Interviewer: When therapists get a warning sign, what do they do? Stop treatment? Start doing a different therapy? What?

Michael Lambert: The first thing is they probably need to reflect on why that might be, but the best thing probably to do is to ask the patient. The patient is recording more symptoms than they were when they came in and the therapist has probably got to have a discussion. "You're reporting more disturbance than you were when you very first came in. What do you think is happening? How come it's going in the wrong direction, is there some reason for that?" So what it does is it prompts a dialogue between the patient and the therapist about treatment progress. And that's a little bit difficult to just introduce out of the blue but when you have lab test data coming from the patient's self report, it's a much easier discussion to have.

So it needs to be a discussion, and it also needs to probably be a message that goes to therapist amygdala rather than their cortex.
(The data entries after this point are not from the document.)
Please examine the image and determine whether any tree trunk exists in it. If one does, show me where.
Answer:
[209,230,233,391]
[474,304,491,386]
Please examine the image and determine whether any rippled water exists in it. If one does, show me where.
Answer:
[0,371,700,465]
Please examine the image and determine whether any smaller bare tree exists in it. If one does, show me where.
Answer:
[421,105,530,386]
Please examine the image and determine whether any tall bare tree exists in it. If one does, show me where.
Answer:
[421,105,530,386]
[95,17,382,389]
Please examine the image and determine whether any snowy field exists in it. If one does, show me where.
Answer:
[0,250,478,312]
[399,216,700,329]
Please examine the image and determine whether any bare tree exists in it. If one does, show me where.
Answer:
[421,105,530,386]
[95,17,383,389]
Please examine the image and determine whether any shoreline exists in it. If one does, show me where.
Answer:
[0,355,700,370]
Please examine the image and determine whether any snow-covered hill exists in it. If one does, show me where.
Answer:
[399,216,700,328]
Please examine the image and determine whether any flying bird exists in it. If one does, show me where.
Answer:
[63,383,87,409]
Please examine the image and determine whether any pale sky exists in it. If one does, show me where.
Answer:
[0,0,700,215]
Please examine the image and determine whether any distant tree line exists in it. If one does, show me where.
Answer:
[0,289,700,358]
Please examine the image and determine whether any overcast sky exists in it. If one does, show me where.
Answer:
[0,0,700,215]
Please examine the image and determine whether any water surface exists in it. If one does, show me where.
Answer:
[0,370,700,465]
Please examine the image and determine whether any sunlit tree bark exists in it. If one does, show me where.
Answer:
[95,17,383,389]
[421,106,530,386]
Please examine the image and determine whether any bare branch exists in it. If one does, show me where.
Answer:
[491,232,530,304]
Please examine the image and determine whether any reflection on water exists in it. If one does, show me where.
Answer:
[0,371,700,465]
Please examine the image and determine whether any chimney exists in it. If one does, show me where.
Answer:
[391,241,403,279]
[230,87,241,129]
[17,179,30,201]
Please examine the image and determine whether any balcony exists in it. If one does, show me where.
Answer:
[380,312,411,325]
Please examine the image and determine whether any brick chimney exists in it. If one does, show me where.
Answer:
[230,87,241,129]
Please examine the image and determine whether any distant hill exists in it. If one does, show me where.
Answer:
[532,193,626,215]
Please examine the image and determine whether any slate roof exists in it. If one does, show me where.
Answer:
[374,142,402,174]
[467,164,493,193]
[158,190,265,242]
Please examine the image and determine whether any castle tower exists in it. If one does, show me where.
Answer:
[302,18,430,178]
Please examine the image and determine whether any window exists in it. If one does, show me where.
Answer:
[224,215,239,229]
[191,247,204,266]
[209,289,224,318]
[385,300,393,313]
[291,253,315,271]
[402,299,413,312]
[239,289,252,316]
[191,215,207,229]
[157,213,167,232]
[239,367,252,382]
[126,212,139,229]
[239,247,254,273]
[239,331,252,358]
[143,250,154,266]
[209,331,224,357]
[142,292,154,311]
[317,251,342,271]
So if you want to get therapists to take some action, you probably need a color like red that's an alarm signal, so that they immediately, within a second, can look at patient progress and see if it's on track, which is green, or if it's off track, which is going to be red, so that you get an emotional reaction from the therapist that says things are not right. If you give therapists numbers, standard deviations and means, that sort of thing, you're going to get therapists to think about numbers and get into their cortex.

Why we think this helps patients is because it actually activates therapists emotionally to pay attention to this information. So once they pay attention to it, they can start to problem solve, but if they ignore it and they don't know it, because they usually function with a sort of silver lining, they are looking for evidence of progress and instead of evidence of negative change, they can't solve the problem. So the method simply raises the therapist's awareness of things not being as they are for most patients.